The hydrangea is a garden staple – and if you’re considering growing hydrangea companion plants, that’s a wise choice.
There are certain plants that, when grown next to hydrangea bushes, benefit from similar growing conditions and offer similar visual appeal. Not only that, but hydrangeas offer various advantages to plants growing nearby.
If you’re wondering what to plant next to hydrangeas, here’s what you need to know:
Are Hydrangeas Poisonous to Other Plants?
There is a misconception out there that hydrangeas are poisonous to other plants, and therefore, that you need to select companion plants carefully to make sure you don’t accidentally kill the rest of your garden. However, that is not the case.
These shrubs can be dangerous – but not to other plants. Instead, they can actually be dangerous to you. They contain a toxic compound in their stems, leaves, and flowers. This compound is known as hydrangin, which converts to cyanide in the digestive system and can lead to serious stomach upset.
Poisoning is rare in humans but can occur in pets and small children when large amounts are ingested. Therefore, it’s a good idea to choose your hydrangea planting location wisely – but only in terms of where animals and kids can get to your shrubs (and not necessarily based on the surrounding plants).
What to Plant with Hydrangeas
There are a few companion plants you may want to consider growing with your favorite flowering shrubs.
One good option is American beautyberry. A fast-growing shrub, it thrives in the same conditions as hydrangeas. Plus, its beautiful purple berries add additional interest and can attract wildlife to your hydrangea garden.
Lacy, delicate ferns also grow well with hydrangeas, as do hostas. These species prefer a bit more shade, but since they’re often smaller than hydrangeas, can thrive in their shadows.
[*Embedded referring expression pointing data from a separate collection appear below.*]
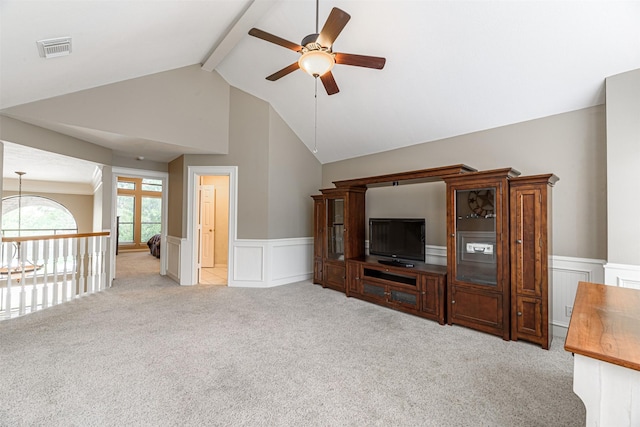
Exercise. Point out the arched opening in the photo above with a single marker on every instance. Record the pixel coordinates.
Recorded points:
(35, 216)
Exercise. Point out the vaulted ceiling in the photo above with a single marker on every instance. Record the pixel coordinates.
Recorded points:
(453, 67)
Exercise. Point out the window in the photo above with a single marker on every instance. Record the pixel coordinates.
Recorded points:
(139, 211)
(35, 216)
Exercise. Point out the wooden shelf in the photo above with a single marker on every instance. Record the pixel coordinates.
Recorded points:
(605, 324)
(412, 177)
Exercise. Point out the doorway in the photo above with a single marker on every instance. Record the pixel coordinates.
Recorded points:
(213, 229)
(191, 275)
(157, 184)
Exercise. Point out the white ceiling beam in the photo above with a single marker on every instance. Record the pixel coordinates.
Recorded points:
(254, 11)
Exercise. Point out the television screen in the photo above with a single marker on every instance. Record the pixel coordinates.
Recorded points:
(400, 238)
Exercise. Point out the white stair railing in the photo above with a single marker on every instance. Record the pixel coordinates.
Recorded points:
(42, 271)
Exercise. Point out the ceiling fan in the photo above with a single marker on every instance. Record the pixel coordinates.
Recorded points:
(317, 58)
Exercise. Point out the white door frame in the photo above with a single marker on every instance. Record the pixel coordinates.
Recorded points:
(141, 173)
(193, 178)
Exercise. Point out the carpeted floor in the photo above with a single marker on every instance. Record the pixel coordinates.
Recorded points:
(148, 352)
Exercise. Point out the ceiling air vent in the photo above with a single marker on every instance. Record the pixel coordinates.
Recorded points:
(50, 48)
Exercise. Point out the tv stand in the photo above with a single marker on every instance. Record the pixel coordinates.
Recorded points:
(396, 263)
(419, 290)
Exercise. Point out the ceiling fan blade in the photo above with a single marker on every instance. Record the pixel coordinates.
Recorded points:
(274, 39)
(329, 83)
(335, 23)
(286, 70)
(360, 60)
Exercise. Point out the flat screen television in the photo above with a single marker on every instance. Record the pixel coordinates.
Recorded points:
(397, 238)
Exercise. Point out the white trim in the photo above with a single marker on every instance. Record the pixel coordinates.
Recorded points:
(141, 173)
(623, 275)
(194, 172)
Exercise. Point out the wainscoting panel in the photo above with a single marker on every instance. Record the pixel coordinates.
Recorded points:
(623, 275)
(290, 260)
(566, 273)
(274, 262)
(248, 263)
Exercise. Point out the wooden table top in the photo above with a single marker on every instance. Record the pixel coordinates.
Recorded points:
(605, 324)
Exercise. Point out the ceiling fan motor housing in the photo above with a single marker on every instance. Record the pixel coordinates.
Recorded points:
(311, 40)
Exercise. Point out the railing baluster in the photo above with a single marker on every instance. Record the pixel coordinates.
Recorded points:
(56, 296)
(65, 283)
(21, 264)
(74, 270)
(103, 273)
(82, 257)
(46, 295)
(90, 267)
(43, 271)
(35, 245)
(8, 249)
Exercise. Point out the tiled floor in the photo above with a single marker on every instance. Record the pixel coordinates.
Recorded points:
(213, 276)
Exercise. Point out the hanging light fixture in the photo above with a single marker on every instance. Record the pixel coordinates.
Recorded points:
(316, 62)
(18, 265)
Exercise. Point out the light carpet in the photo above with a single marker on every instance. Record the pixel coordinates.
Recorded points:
(148, 352)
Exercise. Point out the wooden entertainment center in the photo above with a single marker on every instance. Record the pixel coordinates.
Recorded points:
(496, 279)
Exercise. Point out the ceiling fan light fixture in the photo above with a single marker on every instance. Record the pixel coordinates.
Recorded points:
(316, 62)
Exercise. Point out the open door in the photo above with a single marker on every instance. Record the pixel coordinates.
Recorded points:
(207, 226)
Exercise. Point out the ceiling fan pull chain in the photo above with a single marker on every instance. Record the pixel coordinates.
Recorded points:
(315, 118)
(317, 9)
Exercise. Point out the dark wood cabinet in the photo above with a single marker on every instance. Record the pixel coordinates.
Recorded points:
(418, 290)
(338, 234)
(478, 274)
(497, 278)
(530, 238)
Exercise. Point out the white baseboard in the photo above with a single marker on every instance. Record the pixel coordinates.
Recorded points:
(263, 263)
(623, 275)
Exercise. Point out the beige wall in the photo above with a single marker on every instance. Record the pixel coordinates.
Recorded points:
(294, 174)
(571, 145)
(177, 198)
(184, 107)
(276, 172)
(80, 206)
(248, 150)
(623, 164)
(33, 136)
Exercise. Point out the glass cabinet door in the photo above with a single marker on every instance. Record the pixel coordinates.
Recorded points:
(475, 224)
(335, 229)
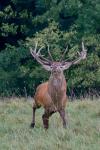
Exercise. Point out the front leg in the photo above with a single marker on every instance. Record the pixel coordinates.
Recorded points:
(63, 117)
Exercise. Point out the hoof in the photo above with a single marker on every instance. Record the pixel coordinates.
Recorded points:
(32, 125)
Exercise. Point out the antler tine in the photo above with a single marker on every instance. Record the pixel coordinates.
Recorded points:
(40, 50)
(35, 47)
(50, 53)
(64, 53)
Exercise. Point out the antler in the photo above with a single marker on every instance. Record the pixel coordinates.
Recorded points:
(82, 56)
(37, 55)
(64, 54)
(50, 54)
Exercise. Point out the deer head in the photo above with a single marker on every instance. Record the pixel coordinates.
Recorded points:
(56, 67)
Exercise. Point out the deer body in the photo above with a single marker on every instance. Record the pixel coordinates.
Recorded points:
(52, 94)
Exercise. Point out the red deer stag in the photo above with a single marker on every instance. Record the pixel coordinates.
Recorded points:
(52, 94)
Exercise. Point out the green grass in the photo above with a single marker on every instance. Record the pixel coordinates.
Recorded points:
(83, 132)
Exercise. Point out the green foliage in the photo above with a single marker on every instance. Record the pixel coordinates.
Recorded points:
(57, 23)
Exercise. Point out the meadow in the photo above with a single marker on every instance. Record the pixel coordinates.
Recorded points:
(82, 133)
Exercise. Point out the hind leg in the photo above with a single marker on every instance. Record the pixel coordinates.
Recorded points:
(45, 118)
(64, 117)
(33, 115)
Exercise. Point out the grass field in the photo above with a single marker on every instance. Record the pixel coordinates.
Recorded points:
(83, 132)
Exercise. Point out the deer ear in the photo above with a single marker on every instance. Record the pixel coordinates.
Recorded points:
(66, 65)
(46, 67)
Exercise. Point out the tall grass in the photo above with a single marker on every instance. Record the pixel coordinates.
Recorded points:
(83, 132)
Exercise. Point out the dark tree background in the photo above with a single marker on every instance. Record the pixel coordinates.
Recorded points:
(59, 23)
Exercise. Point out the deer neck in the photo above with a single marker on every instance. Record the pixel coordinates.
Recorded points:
(56, 83)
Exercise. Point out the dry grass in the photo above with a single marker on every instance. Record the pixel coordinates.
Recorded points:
(82, 133)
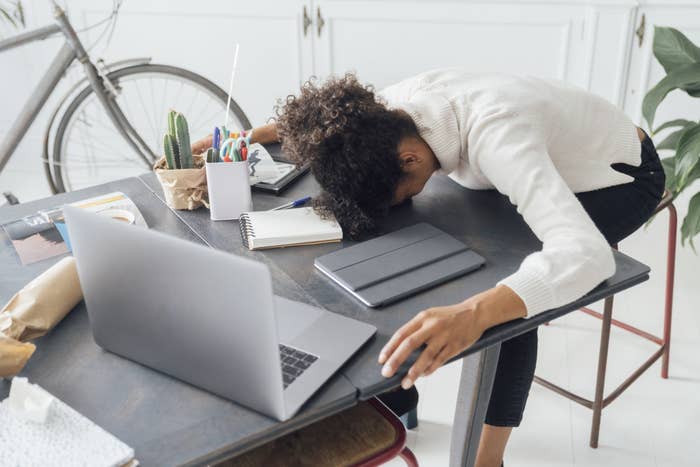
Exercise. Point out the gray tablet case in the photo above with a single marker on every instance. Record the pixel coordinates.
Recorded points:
(401, 263)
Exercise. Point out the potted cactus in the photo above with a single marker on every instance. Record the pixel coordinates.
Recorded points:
(181, 173)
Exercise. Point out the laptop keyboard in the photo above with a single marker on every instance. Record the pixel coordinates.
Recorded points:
(294, 363)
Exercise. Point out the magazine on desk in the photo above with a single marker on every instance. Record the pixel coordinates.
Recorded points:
(43, 235)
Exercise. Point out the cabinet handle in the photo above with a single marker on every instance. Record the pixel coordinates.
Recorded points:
(320, 22)
(307, 21)
(639, 32)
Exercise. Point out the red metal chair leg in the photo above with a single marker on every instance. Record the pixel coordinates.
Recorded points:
(670, 276)
(408, 457)
(600, 377)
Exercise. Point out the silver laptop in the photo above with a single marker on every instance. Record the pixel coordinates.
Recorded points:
(205, 316)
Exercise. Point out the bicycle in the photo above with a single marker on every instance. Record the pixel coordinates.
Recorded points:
(108, 102)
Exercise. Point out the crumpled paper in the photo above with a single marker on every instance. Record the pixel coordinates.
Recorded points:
(184, 188)
(35, 310)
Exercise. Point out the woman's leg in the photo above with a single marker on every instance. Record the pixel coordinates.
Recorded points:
(617, 211)
(511, 386)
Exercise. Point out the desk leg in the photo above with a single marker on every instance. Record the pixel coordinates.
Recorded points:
(475, 382)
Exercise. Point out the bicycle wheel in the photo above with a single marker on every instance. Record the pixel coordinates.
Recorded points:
(88, 149)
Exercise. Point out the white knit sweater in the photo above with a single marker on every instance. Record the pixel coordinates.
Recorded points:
(538, 142)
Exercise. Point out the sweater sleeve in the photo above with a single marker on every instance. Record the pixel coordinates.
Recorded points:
(575, 257)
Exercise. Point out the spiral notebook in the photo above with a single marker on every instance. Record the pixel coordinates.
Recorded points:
(289, 227)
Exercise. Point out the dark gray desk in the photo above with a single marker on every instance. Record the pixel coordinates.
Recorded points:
(486, 221)
(169, 422)
(166, 421)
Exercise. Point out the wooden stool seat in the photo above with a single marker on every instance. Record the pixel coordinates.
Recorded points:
(362, 435)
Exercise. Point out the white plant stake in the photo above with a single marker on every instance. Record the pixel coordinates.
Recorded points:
(230, 85)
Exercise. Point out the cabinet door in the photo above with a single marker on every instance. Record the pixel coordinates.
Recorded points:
(645, 71)
(274, 57)
(385, 41)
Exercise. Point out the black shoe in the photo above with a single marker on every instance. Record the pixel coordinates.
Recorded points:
(403, 403)
(400, 401)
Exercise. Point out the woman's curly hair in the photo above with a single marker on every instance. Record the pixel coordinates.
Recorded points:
(350, 138)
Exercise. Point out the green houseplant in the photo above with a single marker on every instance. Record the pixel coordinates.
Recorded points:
(680, 59)
(181, 173)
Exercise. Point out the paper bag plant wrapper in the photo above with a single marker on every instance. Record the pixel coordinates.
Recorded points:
(35, 310)
(183, 188)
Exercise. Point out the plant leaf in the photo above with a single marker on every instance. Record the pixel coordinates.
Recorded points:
(688, 153)
(673, 49)
(672, 123)
(671, 141)
(680, 78)
(691, 224)
(669, 165)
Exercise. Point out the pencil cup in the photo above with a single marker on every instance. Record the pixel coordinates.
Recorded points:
(229, 190)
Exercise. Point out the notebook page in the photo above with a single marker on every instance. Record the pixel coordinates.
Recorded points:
(290, 227)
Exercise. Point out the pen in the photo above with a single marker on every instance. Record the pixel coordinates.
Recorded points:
(293, 204)
(216, 139)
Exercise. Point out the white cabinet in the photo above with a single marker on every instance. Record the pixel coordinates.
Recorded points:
(385, 41)
(645, 71)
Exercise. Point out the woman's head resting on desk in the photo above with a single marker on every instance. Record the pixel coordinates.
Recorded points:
(365, 156)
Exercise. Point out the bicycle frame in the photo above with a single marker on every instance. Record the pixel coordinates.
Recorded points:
(71, 50)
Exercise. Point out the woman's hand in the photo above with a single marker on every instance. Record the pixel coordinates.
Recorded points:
(266, 134)
(447, 331)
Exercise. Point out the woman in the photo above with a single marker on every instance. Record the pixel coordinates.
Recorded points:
(581, 174)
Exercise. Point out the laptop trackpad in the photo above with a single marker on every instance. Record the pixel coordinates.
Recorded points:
(293, 318)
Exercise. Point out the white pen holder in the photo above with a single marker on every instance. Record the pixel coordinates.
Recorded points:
(229, 190)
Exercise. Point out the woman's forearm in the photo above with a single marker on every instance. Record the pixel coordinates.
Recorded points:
(266, 134)
(496, 306)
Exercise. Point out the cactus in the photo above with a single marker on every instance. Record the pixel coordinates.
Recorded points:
(169, 151)
(212, 155)
(183, 141)
(171, 122)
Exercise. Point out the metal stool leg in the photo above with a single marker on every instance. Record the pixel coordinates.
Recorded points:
(600, 377)
(670, 276)
(409, 458)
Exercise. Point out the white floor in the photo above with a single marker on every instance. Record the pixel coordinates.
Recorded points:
(653, 424)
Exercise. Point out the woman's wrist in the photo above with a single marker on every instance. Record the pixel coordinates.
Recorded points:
(495, 306)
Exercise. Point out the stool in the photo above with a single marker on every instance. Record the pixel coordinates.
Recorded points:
(600, 402)
(366, 435)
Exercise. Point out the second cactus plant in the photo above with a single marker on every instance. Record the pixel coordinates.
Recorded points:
(176, 143)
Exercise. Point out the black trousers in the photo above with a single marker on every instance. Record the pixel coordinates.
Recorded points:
(617, 211)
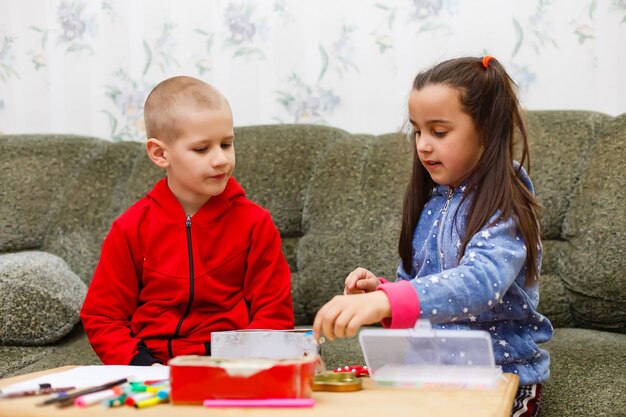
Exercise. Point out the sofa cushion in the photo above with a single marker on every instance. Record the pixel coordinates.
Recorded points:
(275, 165)
(41, 295)
(560, 143)
(594, 264)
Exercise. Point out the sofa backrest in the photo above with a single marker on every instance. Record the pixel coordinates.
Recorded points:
(336, 199)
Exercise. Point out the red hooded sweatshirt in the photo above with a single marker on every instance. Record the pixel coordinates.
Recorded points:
(165, 280)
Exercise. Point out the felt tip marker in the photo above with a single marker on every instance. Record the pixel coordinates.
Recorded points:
(149, 402)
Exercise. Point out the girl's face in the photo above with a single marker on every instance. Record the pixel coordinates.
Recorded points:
(446, 139)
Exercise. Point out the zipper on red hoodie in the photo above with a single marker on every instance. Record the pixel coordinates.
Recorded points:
(191, 286)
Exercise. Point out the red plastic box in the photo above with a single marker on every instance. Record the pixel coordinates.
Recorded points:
(194, 379)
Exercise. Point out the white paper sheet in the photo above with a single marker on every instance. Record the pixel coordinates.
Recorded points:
(89, 376)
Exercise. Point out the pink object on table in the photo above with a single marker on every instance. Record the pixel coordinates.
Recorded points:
(264, 402)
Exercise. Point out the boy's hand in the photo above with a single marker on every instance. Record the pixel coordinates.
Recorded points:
(344, 315)
(360, 281)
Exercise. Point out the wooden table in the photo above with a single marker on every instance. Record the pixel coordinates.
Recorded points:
(371, 401)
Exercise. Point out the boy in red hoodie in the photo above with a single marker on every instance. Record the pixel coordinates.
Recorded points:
(194, 255)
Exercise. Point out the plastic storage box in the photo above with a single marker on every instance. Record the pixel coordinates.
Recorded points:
(263, 344)
(194, 379)
(423, 356)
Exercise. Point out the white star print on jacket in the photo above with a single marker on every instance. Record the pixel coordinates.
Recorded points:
(484, 290)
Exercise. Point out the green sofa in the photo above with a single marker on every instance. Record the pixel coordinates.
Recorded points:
(336, 199)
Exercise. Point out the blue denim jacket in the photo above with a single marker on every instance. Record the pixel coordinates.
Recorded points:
(484, 290)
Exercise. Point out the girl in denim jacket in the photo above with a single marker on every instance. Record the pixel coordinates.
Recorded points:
(470, 241)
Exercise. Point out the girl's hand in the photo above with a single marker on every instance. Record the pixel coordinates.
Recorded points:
(344, 315)
(360, 281)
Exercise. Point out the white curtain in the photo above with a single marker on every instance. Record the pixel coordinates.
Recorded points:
(86, 66)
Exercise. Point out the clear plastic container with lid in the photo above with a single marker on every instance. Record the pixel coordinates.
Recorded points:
(423, 357)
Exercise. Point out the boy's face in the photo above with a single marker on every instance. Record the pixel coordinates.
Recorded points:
(201, 158)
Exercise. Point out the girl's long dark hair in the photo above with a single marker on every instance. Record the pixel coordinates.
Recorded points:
(488, 96)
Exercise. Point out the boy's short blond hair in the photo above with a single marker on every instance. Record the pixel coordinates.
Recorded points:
(171, 99)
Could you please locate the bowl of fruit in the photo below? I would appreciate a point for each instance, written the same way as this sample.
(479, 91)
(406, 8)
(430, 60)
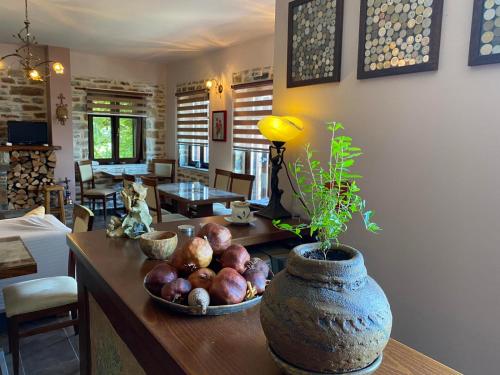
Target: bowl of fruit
(208, 276)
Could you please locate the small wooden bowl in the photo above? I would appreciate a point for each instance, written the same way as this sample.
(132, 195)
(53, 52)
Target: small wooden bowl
(158, 245)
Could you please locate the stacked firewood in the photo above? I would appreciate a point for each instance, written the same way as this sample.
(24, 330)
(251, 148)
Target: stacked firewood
(29, 172)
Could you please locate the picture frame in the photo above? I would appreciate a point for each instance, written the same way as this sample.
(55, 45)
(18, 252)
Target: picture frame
(485, 33)
(302, 54)
(219, 126)
(417, 28)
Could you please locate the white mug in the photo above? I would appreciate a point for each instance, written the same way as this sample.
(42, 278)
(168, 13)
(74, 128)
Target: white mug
(240, 211)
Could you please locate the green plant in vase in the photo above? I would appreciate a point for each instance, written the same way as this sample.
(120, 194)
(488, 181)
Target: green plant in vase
(325, 292)
(330, 195)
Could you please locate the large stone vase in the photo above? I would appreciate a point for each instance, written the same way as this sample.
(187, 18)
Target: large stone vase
(326, 316)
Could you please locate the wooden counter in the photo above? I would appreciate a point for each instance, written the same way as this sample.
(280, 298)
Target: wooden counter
(123, 330)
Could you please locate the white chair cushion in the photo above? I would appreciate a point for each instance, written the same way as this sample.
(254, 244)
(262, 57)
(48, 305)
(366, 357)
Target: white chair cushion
(99, 192)
(39, 294)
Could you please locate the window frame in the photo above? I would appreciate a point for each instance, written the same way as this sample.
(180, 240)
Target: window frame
(115, 140)
(204, 148)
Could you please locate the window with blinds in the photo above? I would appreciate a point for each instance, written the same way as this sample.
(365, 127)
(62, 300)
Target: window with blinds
(132, 104)
(192, 128)
(252, 102)
(116, 121)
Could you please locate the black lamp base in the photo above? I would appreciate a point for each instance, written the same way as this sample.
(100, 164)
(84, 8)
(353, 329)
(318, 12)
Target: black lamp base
(275, 209)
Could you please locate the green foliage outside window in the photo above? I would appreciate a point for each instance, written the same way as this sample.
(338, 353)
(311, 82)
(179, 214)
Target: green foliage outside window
(102, 138)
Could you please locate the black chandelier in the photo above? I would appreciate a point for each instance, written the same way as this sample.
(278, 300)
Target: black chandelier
(34, 68)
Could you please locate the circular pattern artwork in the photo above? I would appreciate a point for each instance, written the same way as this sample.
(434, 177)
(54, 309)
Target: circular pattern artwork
(490, 30)
(313, 34)
(398, 34)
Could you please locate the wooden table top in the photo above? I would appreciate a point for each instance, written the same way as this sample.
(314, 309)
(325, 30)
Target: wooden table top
(197, 193)
(222, 345)
(15, 258)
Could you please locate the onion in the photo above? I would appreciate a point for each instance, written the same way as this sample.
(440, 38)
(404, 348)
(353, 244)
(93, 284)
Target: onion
(257, 279)
(235, 256)
(202, 278)
(218, 236)
(195, 254)
(176, 291)
(257, 264)
(228, 287)
(160, 275)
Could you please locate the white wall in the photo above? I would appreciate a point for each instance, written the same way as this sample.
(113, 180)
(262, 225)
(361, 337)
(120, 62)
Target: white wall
(431, 143)
(220, 64)
(84, 64)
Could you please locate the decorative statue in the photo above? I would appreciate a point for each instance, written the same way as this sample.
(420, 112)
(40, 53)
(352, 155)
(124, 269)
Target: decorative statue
(138, 220)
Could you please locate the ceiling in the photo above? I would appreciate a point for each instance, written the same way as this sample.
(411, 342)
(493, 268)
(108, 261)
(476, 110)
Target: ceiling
(152, 30)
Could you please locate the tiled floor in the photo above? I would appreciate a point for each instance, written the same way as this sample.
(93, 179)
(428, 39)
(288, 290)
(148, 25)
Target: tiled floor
(51, 353)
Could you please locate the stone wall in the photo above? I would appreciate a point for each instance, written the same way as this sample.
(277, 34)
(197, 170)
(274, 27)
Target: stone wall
(20, 99)
(155, 123)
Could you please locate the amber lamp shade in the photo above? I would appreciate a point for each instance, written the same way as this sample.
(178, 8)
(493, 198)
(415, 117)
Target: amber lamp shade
(280, 129)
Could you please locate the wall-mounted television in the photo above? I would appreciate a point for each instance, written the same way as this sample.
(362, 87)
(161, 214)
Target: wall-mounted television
(27, 132)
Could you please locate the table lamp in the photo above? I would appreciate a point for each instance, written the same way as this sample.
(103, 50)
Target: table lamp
(278, 130)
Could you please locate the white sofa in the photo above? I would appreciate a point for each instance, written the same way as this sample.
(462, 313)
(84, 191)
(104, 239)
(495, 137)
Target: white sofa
(45, 238)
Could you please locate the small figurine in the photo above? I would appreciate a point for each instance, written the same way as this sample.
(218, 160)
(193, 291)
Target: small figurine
(138, 220)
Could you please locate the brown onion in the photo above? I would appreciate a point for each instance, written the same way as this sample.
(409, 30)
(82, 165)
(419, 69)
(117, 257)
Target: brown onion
(258, 264)
(235, 256)
(160, 275)
(257, 279)
(218, 236)
(176, 291)
(228, 287)
(195, 254)
(202, 278)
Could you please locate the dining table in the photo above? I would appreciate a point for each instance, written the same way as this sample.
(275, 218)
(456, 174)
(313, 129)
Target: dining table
(185, 195)
(123, 330)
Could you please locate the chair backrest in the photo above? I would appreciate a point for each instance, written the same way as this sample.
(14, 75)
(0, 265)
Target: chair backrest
(164, 168)
(83, 219)
(242, 184)
(222, 179)
(128, 179)
(84, 173)
(153, 197)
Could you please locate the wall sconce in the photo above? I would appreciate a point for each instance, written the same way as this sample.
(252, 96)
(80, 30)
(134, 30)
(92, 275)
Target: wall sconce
(218, 84)
(61, 110)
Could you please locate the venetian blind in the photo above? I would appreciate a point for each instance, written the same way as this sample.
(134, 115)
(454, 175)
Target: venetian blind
(126, 103)
(192, 117)
(252, 102)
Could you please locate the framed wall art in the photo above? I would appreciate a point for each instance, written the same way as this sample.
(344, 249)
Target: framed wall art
(219, 126)
(485, 34)
(399, 37)
(314, 41)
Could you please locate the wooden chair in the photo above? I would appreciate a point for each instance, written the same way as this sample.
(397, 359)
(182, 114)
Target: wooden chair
(47, 297)
(158, 214)
(164, 169)
(85, 175)
(59, 190)
(242, 184)
(222, 182)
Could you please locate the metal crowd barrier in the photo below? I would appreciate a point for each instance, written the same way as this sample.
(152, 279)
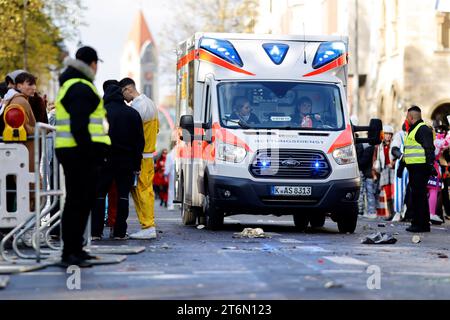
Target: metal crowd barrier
(45, 195)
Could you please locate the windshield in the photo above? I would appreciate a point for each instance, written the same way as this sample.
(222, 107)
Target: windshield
(280, 105)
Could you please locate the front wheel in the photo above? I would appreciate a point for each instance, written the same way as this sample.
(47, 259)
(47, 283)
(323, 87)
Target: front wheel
(347, 221)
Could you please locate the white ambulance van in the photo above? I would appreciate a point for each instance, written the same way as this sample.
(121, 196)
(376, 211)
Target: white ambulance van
(264, 129)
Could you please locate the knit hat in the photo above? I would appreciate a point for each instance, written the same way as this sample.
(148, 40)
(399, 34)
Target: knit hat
(13, 74)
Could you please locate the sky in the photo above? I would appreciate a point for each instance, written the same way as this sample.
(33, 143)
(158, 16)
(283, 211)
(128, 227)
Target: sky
(108, 25)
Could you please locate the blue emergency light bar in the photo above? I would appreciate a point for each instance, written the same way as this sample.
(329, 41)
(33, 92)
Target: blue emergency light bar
(223, 49)
(276, 51)
(328, 52)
Medium-sized trees grow well with hydrangea plants and offer the benefit of additional shade during hot weather. Dogwood and other ornamental trees can help keep your hydrangea cool while also providing visual appeal in their blossoms, bark, and foliage.
Finally, you may want to grow a few shade-tolerant flowers in front of your shrubs. These can often fix nutrients in the soil while benefiting from the shade of your taller shrubs. Pansies, heuchera, and foxgloves are all excellent choices.
Other great plants that look good with hydrangeas include:
You can even grow ornamental grasses or annuals with your hydrangeas to really shake things up!
Tips for Selecting Hydrangea Companion Plants
Here are some tips to consider when you’re choosing companion plants that will not only grow well with your hydrangea shrubs but will create an ornate display in your landscape.
1. Ideal Growing Conditions
Consider the preferences of your hydrangeas when you’re trying to decide where you will plant them. Some varieties, like mophead (Hydrangea macrophylla), produce blue blooms in acidic soil and pink ones in alkaline soil.
Most hydrangeas like full sunlight in the morning with a bit of dappled shade in the afternoon. ALmost all like soil that is consistently moist, though not soggy. Oakleaf hydrangea bushes prefer soil that is rich and moist.
It’s important to consult the label on your plant before you put it in the ground (and before you select companions). That way, you can make sure the ideal conditions will be provided.
2. Consider the Canopy
Start by selecting canopy plants that will give a bit of shade to your hydrangea bushes. Medium-height trees like dogwood can deliver a bit of shade while also providing their own visual appeal in their foliage, flowers, and bark.
Other good options include evergreens, crape myrtles, and more.
3. Plant a Mixture of Deciduous and Evergreen Plants
Don’t be afraid to shake things up when you’re planning out your hydrangea-centric landscape. When combined, evergreen and deciduous shrubs create an interesting aesthetic – plus, you’ll have some foliage left to enjoy in the winter, too.
Pairing plants like yew, mahonia, and others will ensure that you have something to look at throughout all seasons!
4. Grow a Carpet
Last but not least, don’t forget to include the plants that will be grown at your hydrangeas’ feet. You may want to add groundcovers like loropetalum or heuchera. These will lend some elegance to your garden while also suppressing weeds and helping to retain moisture around your shrubs.
Where Should You Not Plant Hydrangeas?
For the most part, you can plant hydrangea shrubs just about anywhere as long as the location has fertile soil and receives a bit of morning sun paired with afternoon shade. Avoid planting your shrubs in areas that receive deep shade or shade most of the day – or on the flip side, total sun all day.
There aren’t many plants that don’t grow well with hydrangea bushes (with the exception of those that prefer opposing growing conditions, such as full shade, full sun, or dry soil). You may want to avoid options like lavender, periwinkle, or rosemary, for example.
Otherwise, you have thousands of choices when it comes to finding the perfect plants to grow alongside limelight hydrangeas and other types. You can choose freely based on your visual preferences, landscape, and growing zone. Happy planting!